Ahamed Jasimuddin, Ali Hydar
Department of Pathology, University of Pennsylvania School of Dental Medicine, Philadelphia, Pennsylvania 19104, USA.
J Biol Chem. 2002 Jun 21;277(25):22685-91. doi: 10.1074/jbc.M110210200. Epub 2002 Apr 4.
Platelet activating factor (PAF) interacts with cell surface G protein-coupled receptors on leukocytes to induce degranulation, leukotriene C(4) (LTC(4)) generation, and chemokine CCL2 production. Using a basophilic leukemia RBL-2H3 cell line expressing wild-type PAF receptor (PAFR) and a phosphorylation-deficient mutant (mPAFR), we have previously demonstrated that receptor phosphorylation mediates desensitization of PAF-induced degranulation. Here, we sought to determine the role of receptor phosphorylation on PAF-induced LTC(4) generation and CCL2 production. We found that PAF caused a significantly enhanced LTC(4) generation in cells expressing mPAFR when compared with PAFR cells. In contrast, PAF-induced CCL2 production was greatly reduced in mPAFR cells. Pertussis toxin and U0126, which inhibit G(i) and p44/42 mitogen-activated protein kinase (ERK) activation, respectively, caused very little inhibition of PAF-induced CCL2 production (approximately 20% inhibition). In contrast, these inhibitors almost completely blocked both PAF-induced ERK phosphorylation and LTC(4) generation in PAFR cells. However, in mPAFR cells pertussis toxin only partially inhibited PAF-induced ERK phosphorylation. A Ca(2+)/calmodulin inhibitor had no effect on PAF-induced ERK phosphorylation in PAFR cells but completely blocked the response in mPAFR cells. These data demonstrate that receptor phosphorylation, which serves to desensitize PAF-induced LTC(4) generation, is required for chemokine CCL2 production. They also indicate a previously unrecognized selectivity in G protein usage and ERK activation for PAF-induced responses. Whereas PAF-induced CCL2 production is, in large part, mediated independently of G(i) activation or ERK phosphorylation, LTC(4) generation requires ERK phosphorylation, which is mediated by different G proteins depending on the phosphorylation status of the receptor.

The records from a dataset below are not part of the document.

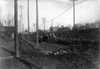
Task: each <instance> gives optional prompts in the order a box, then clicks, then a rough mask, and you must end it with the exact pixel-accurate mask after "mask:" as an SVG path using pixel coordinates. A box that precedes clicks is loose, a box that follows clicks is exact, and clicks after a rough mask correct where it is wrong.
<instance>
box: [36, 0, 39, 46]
mask: <svg viewBox="0 0 100 69" xmlns="http://www.w3.org/2000/svg"><path fill="white" fill-rule="evenodd" d="M38 20H39V19H38V0H36V31H37V32H36V36H37V48H38V47H39V38H38V37H39V33H38Z"/></svg>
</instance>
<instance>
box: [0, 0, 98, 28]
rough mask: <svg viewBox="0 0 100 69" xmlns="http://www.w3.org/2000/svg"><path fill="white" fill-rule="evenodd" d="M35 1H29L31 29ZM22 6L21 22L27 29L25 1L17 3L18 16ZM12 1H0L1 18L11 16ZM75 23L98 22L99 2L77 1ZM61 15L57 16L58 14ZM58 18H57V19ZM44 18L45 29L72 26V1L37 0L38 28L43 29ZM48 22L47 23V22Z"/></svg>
mask: <svg viewBox="0 0 100 69" xmlns="http://www.w3.org/2000/svg"><path fill="white" fill-rule="evenodd" d="M35 2H36V1H35V0H30V27H31V29H33V23H36V8H35V7H36V6H35ZM20 5H23V22H24V28H27V0H19V1H18V9H19V15H20V13H21V10H20V8H19V6H20ZM13 6H14V3H13V0H0V13H1V14H0V15H1V18H4V17H7V15H8V14H10V15H13V10H14V9H13ZM75 8H76V23H86V22H88V23H91V22H95V21H97V20H100V17H99V16H100V15H99V12H100V0H77V1H76V6H75ZM62 13H64V14H63V15H61V16H59V14H62ZM57 16H59V17H57ZM42 18H46V21H47V23H46V28H47V29H48V28H49V27H50V25H51V20H52V19H54V23H53V26H57V25H64V26H67V25H71V26H72V25H73V11H72V1H70V0H39V25H40V26H39V27H40V28H41V29H43V25H42V24H43V20H42ZM48 21H49V22H48Z"/></svg>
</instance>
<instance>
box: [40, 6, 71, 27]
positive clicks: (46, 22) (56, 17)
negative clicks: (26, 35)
mask: <svg viewBox="0 0 100 69" xmlns="http://www.w3.org/2000/svg"><path fill="white" fill-rule="evenodd" d="M70 8H71V6H69V7H68V8H66V9H65V10H64V11H63V12H61V13H60V14H59V15H57V16H56V17H54V18H52V19H50V20H48V21H47V22H46V23H49V22H51V21H52V20H55V19H57V18H58V17H60V16H62V15H63V14H64V13H66V11H68V10H69V9H70ZM42 25H43V24H41V25H40V26H42Z"/></svg>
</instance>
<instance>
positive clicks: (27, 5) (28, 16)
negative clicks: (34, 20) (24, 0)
mask: <svg viewBox="0 0 100 69" xmlns="http://www.w3.org/2000/svg"><path fill="white" fill-rule="evenodd" d="M27 20H28V40H29V38H30V21H29V0H27Z"/></svg>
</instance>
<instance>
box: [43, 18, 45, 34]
mask: <svg viewBox="0 0 100 69" xmlns="http://www.w3.org/2000/svg"><path fill="white" fill-rule="evenodd" d="M45 20H46V19H45V18H43V23H44V32H45V22H46V21H45Z"/></svg>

血小板活化因子(PAF)与白细胞表面的G蛋白偶联受体相互作用,以诱导脱颗粒、白三烯C4(LTC4)生成和趋化因子CCL2产生。利用表达野生型PAF受体(PAFR)和磷酸化缺陷型突变体(mPAFR)的嗜碱性白血病RBL - 2H3细胞系,我们先前已证明受体磷酸化介导PAF诱导的脱颗粒脱敏。在此,我们试图确定受体磷酸化对PAF诱导的LTC4生成和CCL2产生的作用。我们发现,与PAFR细胞相比,PAF在表达mPAFR的细胞中引起LTC4生成显著增强。相反,PAF诱导的CCL2产生在mPAFR细胞中大大减少。百日咳毒素和U0126分别抑制G(i)和p44/42丝裂原活化蛋白激酶(ERK)激活,对PAF诱导的CCL2产生几乎没有抑制作用(约20%抑制)。相反,这些抑制剂几乎完全阻断了PAF诱导的PAFR细胞中ERK磷酸化和LTC4生成。然而,在mPAFR细胞中,百日咳毒素仅部分抑制PAF诱导的ERK磷酸化。一种Ca(2+)/钙调蛋白抑制剂对PAFR细胞中PAF诱导的ERK磷酸化没有影响,但完全阻断了mPAFR细胞中的反应。这些数据表明,受体磷酸化虽然使PAF诱导的LTC4生成脱敏,但却是趋化因子CCL2产生所必需的。它们还表明在PAF诱导的反应中,G蛋白使用和ERK激活存在先前未被认识到的选择性。虽然PAF诱导的CCL2产生在很大程度上独立于G(i)激活或ERK磷酸化介导,但LTC4生成需要ERK磷酸化,这取决于受体的磷酸化状态由不同的G蛋白介导。